I was reading about using chicken manure compost not too long ago and I recall it said something like the stuff needed to be in the compost pile for at least 6 months so that it doesn't burn the plants etc.
I have a very simple composting method.............its empty the coop bedding and run stuff into a pile on the compost heap and let nature do its work.
So considering this winter and all.............maybe the top of the pile has some early Feb additions coop bedding etc...............6 months from feb is August!
I want to use the stuff in like April.
So do I just mix it all up and add some other dirt to it?
Or just use from the bottom of the pile.............
anyone have any experience with this.
I am clearly not ready to use it yet..................but am mentally planning my veggie garden.
thought I would ask you all
Fertilizer of any type "burning" plants is often misunderstood. Plants absorb water by osmosis, which requires that the water is the soil around their roots (think tiny film of moisture, just slightly damp to us) have a lower concentration of salts than the fluid inside their cells. Any sort of salt has this effect, and fertilizers of all type counts as salts. If the concentration of these salts is too high, the plants lose water out of their roots rather than absorbing it, hence the "burning" effect.
No manure can ever burn unless it is too concentrated in the area immediately around the roots. And the quick fix for too much fertilizer is to add water, which dilutes the salts and restores the flow of water into the roots. So use the manure carefully, spread it thin and mix it well with the soil.

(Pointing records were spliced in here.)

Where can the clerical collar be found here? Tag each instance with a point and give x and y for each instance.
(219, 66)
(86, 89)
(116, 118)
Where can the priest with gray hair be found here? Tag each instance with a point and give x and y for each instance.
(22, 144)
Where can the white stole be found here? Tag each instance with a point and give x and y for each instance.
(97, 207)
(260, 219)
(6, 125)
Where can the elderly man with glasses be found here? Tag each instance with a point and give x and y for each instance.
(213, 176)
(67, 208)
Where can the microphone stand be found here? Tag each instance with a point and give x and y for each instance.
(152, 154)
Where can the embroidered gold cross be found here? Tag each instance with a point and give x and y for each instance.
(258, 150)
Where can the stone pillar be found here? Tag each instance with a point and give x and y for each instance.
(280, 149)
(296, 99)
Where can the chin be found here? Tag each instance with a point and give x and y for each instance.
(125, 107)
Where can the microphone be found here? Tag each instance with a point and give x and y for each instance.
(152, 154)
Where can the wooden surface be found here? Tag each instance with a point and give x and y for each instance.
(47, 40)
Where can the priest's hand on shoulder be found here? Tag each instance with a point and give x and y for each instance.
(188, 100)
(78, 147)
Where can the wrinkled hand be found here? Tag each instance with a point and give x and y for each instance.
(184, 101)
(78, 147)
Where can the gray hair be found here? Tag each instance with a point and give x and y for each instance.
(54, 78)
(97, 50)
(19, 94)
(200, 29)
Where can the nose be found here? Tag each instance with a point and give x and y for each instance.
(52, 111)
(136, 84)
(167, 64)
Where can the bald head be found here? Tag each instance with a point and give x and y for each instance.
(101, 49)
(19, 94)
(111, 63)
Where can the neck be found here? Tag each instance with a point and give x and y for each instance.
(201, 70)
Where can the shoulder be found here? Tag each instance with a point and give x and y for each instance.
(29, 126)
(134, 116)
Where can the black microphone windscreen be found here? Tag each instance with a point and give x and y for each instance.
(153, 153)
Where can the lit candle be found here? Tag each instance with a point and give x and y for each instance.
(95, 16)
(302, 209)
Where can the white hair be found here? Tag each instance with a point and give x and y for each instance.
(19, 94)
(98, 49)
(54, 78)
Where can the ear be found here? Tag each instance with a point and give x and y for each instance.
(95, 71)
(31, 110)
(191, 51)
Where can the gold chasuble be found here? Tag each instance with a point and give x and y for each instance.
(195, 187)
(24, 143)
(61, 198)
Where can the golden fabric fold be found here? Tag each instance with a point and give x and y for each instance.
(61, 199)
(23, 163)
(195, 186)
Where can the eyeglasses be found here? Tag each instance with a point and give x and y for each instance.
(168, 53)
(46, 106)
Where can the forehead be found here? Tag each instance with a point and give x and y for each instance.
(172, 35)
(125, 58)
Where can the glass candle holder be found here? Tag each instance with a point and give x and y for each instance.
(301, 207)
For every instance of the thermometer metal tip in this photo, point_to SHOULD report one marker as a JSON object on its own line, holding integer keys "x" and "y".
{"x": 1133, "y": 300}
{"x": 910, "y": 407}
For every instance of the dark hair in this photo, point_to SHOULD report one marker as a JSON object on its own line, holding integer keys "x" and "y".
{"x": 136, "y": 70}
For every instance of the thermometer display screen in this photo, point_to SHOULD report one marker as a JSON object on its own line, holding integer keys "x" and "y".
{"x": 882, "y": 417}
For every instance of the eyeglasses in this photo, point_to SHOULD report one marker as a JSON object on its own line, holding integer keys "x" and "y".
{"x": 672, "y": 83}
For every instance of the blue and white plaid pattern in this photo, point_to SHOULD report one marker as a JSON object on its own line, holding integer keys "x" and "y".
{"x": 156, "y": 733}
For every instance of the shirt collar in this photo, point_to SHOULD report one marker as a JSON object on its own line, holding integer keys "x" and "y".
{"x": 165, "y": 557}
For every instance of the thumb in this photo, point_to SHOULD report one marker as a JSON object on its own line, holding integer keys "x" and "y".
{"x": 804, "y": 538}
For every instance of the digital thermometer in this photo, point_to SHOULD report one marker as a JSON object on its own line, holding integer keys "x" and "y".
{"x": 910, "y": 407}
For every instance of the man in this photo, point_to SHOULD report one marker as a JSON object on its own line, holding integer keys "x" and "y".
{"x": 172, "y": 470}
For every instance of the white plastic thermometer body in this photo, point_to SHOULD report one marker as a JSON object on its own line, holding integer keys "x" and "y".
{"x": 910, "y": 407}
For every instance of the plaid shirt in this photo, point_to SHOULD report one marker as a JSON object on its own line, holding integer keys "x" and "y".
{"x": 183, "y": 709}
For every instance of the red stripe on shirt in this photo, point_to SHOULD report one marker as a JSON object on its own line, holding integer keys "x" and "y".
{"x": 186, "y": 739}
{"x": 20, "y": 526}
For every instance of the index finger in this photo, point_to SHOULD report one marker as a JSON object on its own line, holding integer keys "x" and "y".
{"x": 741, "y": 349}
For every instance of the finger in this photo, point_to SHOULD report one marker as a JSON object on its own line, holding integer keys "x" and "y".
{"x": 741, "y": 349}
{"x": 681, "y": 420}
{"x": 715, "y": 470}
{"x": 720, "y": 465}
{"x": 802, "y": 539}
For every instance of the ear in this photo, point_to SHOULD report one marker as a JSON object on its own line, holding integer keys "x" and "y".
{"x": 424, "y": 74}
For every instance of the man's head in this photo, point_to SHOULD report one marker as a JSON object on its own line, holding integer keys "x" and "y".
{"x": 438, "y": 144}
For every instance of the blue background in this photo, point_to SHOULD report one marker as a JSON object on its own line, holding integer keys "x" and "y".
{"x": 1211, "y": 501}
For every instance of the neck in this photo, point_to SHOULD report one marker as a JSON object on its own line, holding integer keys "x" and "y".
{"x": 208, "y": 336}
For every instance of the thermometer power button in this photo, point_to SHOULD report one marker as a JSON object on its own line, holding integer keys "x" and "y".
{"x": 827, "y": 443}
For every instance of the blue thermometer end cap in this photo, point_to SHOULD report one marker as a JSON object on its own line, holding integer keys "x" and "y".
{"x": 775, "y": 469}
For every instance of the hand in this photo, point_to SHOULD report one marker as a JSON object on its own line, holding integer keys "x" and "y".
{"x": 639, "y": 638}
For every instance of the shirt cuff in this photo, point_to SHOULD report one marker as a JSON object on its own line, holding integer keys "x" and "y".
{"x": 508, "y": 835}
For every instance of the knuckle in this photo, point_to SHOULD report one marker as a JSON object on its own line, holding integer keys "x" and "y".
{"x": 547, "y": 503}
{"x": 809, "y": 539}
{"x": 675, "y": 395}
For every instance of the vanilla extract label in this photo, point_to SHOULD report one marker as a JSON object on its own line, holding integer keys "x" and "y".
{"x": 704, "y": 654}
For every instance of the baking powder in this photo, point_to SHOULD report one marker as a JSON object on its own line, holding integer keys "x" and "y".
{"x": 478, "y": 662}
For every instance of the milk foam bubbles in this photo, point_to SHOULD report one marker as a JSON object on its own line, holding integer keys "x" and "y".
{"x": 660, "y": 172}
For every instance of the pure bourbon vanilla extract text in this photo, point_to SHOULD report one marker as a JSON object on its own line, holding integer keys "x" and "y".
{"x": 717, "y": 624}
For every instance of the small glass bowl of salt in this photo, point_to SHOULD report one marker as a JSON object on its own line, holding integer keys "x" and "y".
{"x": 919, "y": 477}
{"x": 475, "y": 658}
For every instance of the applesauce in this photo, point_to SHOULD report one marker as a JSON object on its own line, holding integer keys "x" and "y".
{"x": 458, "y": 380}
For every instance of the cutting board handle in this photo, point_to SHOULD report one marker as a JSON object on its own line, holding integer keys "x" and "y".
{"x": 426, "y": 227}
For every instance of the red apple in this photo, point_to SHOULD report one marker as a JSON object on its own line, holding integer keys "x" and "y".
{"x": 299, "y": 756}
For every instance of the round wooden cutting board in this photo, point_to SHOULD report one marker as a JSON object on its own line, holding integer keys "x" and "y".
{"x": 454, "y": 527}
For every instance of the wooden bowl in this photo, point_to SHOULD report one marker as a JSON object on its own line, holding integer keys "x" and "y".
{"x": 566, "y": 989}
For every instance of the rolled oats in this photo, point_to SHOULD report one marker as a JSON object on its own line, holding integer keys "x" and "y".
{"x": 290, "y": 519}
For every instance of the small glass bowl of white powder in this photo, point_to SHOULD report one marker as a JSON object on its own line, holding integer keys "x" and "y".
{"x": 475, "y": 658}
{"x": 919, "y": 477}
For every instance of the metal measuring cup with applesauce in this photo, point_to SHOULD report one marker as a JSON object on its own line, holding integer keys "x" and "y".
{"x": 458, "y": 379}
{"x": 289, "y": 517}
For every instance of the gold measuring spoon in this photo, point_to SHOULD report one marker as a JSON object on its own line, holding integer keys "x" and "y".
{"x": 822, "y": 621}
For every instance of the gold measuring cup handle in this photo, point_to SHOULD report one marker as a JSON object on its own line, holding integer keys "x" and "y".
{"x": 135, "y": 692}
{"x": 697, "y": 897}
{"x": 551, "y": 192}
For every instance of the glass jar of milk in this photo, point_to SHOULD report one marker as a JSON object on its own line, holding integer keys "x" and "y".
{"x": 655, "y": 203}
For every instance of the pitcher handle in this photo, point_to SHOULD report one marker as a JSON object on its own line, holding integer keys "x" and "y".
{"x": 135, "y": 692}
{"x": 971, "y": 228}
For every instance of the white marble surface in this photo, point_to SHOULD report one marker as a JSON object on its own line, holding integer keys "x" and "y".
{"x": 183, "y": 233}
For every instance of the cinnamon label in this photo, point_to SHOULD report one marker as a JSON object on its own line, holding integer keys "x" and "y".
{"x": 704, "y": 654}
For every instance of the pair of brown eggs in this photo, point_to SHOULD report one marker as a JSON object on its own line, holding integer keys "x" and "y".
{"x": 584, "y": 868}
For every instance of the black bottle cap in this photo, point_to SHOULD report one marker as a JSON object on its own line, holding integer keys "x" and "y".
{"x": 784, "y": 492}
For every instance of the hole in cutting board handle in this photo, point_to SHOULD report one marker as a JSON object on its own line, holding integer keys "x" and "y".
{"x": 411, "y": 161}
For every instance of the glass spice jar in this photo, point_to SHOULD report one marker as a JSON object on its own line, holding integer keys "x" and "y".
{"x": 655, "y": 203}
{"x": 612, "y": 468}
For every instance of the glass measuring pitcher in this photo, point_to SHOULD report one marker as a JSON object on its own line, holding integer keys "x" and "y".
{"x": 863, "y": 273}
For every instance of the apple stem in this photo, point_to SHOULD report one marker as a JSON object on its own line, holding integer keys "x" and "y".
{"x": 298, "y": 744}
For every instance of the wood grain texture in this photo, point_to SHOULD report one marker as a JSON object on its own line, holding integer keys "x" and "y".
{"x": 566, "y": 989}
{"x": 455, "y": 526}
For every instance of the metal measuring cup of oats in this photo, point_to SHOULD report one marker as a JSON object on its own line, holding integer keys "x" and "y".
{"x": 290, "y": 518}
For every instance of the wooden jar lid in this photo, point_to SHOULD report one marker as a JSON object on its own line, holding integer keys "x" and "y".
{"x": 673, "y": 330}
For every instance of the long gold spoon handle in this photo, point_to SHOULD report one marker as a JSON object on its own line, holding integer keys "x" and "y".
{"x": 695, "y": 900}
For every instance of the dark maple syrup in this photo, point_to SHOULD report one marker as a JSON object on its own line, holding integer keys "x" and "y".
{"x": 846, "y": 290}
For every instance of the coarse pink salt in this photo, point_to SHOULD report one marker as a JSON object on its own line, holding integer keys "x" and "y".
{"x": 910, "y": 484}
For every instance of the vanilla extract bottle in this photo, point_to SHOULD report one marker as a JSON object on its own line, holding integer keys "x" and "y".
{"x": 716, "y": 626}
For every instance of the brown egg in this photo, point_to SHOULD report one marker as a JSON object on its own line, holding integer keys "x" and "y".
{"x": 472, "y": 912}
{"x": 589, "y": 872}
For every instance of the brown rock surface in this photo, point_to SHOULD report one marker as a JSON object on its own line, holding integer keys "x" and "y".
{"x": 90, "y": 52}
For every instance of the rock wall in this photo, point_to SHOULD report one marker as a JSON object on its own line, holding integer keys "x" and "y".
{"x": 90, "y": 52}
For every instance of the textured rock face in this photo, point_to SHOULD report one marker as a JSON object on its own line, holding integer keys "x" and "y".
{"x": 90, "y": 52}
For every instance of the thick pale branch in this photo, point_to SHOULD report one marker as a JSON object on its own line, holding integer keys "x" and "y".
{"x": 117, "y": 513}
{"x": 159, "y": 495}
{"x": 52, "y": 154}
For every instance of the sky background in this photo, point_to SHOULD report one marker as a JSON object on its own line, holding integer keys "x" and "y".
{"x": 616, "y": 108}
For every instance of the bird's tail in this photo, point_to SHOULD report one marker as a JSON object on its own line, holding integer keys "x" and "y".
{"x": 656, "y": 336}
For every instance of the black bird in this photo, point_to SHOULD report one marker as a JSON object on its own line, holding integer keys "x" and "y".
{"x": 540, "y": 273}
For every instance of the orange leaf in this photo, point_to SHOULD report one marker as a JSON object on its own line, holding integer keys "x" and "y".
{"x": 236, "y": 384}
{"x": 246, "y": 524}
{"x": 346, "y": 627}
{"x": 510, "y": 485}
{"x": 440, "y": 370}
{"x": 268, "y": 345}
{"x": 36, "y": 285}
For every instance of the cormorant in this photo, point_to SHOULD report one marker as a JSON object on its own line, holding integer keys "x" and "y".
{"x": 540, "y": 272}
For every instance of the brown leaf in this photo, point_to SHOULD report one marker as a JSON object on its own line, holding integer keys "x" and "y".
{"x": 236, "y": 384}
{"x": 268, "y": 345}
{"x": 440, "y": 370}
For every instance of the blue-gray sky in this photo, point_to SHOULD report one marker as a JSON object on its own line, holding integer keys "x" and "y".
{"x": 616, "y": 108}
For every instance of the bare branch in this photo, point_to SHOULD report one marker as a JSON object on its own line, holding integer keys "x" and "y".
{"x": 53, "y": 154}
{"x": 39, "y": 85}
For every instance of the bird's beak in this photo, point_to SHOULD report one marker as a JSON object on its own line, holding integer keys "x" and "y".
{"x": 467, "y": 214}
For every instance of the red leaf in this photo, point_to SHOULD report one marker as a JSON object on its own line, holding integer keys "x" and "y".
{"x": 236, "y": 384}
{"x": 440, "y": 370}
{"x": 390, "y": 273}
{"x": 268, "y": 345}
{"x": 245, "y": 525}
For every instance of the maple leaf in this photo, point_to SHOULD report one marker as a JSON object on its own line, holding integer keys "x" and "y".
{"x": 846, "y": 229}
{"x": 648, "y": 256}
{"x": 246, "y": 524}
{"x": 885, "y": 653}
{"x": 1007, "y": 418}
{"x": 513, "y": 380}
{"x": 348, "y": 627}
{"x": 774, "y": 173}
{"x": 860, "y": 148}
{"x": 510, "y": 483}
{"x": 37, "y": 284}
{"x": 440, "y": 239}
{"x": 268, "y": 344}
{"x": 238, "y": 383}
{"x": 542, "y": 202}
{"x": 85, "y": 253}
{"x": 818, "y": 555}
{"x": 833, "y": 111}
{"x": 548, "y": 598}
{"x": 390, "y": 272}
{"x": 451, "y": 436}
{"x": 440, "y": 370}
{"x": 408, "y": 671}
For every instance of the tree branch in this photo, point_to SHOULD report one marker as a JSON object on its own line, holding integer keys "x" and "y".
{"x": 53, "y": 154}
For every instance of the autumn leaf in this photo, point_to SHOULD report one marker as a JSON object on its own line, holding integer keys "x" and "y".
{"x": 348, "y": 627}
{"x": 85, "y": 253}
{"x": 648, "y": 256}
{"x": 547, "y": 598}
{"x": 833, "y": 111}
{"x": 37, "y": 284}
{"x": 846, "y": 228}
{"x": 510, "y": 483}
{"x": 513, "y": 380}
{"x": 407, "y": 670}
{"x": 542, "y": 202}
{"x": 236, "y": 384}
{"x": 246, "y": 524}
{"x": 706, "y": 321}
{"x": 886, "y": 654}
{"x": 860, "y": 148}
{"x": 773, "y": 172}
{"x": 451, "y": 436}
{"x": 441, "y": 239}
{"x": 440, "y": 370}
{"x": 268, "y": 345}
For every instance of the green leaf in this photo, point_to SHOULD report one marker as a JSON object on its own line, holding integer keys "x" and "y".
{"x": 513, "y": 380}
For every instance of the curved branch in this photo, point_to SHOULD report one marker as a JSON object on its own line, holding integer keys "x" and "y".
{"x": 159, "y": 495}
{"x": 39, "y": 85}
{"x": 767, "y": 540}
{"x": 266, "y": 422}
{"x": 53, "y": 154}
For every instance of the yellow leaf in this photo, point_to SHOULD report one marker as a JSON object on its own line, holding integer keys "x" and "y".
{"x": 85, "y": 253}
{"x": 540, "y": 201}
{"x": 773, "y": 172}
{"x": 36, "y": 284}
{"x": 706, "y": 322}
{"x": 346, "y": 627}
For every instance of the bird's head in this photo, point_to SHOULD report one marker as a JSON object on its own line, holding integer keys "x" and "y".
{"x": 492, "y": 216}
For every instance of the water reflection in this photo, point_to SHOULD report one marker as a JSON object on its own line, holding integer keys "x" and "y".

Composting actually gets rid of the fertilizer chemicals in the manure by 1) offgassing (smell that ammonia? It's drifting off into the air instead of adding N (nitrogen) to your soil 2) leaching (weeds grow great downstream of the manure pile as rain washes the nutrients away) 3) uptake into the bodies of organisms that are rotting the carbon components of the pile, like straw or wood shavings. This last one merely ties up the N and it will be released later when the organisms die, so it's not a real loss, and it creates other good things in the process.
I'm not trying to denigrate composting, it works, but it does not magically make manure non-burning after 6 months. Understanding what's really going on can help you avoid problems, and I think it's fun to know what's happening.